"The more you try to change people, the more they stay the same."
What it was about
Difficult people aren't evil or broken. Their disruptive behaviors (exploding, whining, controlling) are learned-in-childhood strategies that work for them, and the way to stay empowered around them is to surprise them by doing the opposite of what they expect, not by trying to change or control them.
By the numbers
one out of three adults
Claimed proportion of adults who are, according to the speaker, a 'difficult person'
20% of an iceberg floats above the surface of the water (80% is underwater)
Metaphor for how little of a person's true drivers are visible (behavior) versus hidden (underlying motivations)
Key notes
Recognize that difficult behavior persists because it works for the person doing it, not because they are inherently evil or unhappy — reframing this removes the personal sting.
Apply the 'surprise effect': do the exact opposite of what a difficult person expects (yield instead of fight, use humor instead of resistance) to stay grounded and derail their strategy.
Take control of your own responses instead of trying to control others. Even when you're right, trying to get someone to do what you want will feel like control to them, and they'll resist.

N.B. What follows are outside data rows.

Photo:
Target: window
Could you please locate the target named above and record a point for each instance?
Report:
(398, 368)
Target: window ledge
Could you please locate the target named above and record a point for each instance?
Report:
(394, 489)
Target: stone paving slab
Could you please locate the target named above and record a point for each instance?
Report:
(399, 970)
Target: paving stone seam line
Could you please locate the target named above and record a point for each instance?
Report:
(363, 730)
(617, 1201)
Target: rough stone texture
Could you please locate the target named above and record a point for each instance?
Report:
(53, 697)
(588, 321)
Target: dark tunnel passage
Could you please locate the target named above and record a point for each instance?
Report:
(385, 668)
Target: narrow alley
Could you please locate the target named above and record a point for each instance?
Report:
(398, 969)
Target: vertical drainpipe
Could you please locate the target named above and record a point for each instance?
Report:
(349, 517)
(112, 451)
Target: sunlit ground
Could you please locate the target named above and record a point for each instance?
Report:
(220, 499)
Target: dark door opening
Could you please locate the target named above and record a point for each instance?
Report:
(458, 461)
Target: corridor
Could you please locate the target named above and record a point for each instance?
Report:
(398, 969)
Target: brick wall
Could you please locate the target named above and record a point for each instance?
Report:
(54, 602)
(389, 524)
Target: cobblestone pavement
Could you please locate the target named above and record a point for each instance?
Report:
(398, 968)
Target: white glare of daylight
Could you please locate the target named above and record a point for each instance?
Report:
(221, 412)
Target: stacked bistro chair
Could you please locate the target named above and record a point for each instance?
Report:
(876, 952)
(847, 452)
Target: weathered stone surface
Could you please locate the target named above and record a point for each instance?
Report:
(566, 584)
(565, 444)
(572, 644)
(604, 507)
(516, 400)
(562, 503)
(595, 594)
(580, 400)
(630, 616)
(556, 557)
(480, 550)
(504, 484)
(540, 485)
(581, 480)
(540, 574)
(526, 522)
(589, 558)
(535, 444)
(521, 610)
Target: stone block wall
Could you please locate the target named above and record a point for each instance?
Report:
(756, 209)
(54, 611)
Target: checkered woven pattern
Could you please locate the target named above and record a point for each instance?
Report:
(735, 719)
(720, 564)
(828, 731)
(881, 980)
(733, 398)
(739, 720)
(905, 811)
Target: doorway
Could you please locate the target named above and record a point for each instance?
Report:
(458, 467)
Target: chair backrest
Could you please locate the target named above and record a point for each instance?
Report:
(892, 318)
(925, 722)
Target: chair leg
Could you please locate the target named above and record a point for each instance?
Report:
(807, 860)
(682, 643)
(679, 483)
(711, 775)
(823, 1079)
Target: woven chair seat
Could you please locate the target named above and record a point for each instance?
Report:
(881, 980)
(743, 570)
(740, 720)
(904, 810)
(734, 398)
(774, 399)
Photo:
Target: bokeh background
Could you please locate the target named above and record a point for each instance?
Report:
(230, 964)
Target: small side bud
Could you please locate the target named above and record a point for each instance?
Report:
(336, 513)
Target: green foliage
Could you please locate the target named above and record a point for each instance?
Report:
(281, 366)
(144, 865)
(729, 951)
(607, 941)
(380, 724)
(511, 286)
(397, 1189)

The contrarian takeDifficult people are not evil, unhappy, or malicious. Their disruptive behavior is a learned childhood strategy that objectively works for them, so trying to be 'right' or to directly change them isn't just ineffective, it's counterproductive. Changing your own behavior first is what forces them to adapt.
Take this back Monday
Do this for your team
Before reacting to your most difficult employee's next outburst, plan the opposite response in advance — yield or use humor instead of pushing back.
Say this in your next leadership meeting
Difficult employees aren't broken or malicious — their behavior persists because it works, so changing my own response, not theirs, is what actually de-escalates conflict.
Watch out for
Assuming difficult people know they are being difficult — they are often 'behaviorally blind' and believe the problem lies with everyone else (spouse, kids, employer).
Trying to reason with, nag, or threaten a difficult person to get them to change — nagging and threats escalate rather than de-escalate the behavior.
Reacting emotionally or predictably to a difficult person's provocation, which is exactly what keeps the 'merry-go-round' or power struggle going.
Fun fact · Bruce Christopher
He holds the Certified Speaking Professional designation, an honor fewer than 12% of speakers worldwide have earned.